Six locals have been named in New Year's Honours List for services to Māori carving and bone art, the Coastguard, science education, community, social enterprise and prisoner welfare.
After a long and varied career in the public service and in the not-for-profit sector, Sir Kim Workman of Waikara Beach in Levin becomes a Knight Companion for services to prisoner welfare and the justice sector.
Sir Kim stepped down from his role as National Director of Prison Fellowship New Zealand in 2008. He then served a three-year term as Families Commissioner from 2008 to 2011. He founded the Robson Hanan Trust, of which he remains a Trustee, Strategi Advisor, and spokesman. The Trust oversees the Rethinking Crime and Punishment strategy, which he helped launch in 2006, and in 2011 founded JustSpeak, a non-partisan network of young people speaking up for change in the criminal justice system. He has remained a Board member and strategic advisor to JustSpeak. He was a Board member of Prisoners Aid and Rehabilitation Trust from 2012 to 2013.
Sir Kim became an Adjunct Research Fellow at the Institute of Criminology at Victoria University of Wellington in 2013. In 2015 he was awarded Victoria University’s John David Stout Fellowship and began writing the book ‘Criminal Justice, the State and Māori, from 1985 to 2015’. As an academic he has contributed a number of book chapters and produced journal articles on various aspects of criminal justice. Mr Workman was awarded the honorary degree of Doctor of Literature by the Victoria University Council in 2016, and the same degree by Massey University Council in 2017.
In 2013, he was a semi-finalist for the New Zealander of the Year Award. He is the off-spring of a Māori/Scottish father, (Ngati Kahungunu and Rangitaane) and an Australian/Irish mother. He is also an independent marriage and civil union celebrant and is a member of the Celebrants Association of New Zealand Inc.
Mr Owen Mapp becomes Companion of the New Zealand Order of Merit for services to Māori carving and bone art. The Paraparaum resident played a key role in the revitalisation of Māori bone carving in the late 1960s and early 1970s, and has carved bone, whale ivory, jade and other materials for 49 years in New Zealand and internationally.

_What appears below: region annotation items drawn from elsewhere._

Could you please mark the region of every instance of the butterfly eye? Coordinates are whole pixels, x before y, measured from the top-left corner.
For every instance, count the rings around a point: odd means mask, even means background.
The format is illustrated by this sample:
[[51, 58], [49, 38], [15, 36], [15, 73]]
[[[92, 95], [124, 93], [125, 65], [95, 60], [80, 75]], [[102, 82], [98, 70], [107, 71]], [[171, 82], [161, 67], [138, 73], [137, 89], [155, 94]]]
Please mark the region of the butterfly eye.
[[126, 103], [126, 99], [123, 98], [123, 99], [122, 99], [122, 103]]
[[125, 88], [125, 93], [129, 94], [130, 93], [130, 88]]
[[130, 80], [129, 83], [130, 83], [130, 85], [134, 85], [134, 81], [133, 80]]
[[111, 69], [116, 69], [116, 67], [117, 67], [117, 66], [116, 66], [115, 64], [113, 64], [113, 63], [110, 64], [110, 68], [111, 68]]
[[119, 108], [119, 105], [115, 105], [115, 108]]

Mr Pete Dixon of Paraparaumu receives the Queen’s Service Medal for services to the Coastguard. Mr Dixon completed 30 years of volunteer service with the Kapiti Coastguard in 2017. Mr Dixon joined the Kapiti Boating Club in 1986 and later joined the Coastguard in 1987, which was a part of the Boating Club at the time. He held several positions with the Club and became Vice Commodore in charge of the Coastguard unit from 1989 until 1992. He continued on as a member of the committee and was made a Life Member of the Boating Club in 2006.
Mrs Alison Grace Vautier of Waikanae receives a Queen's Service Medal for services to the community. She was founder of the Waikanae CAMEO Society and served as President from 1994 until retiring in 2017. Within the wider community she has been a member of Country Women’s Institute for 53 years, President of Waikanae Probus Club on two occasions, a member of Waikanae Community Health Group, and founder of the Friends of the Hospital group in Pahiatua.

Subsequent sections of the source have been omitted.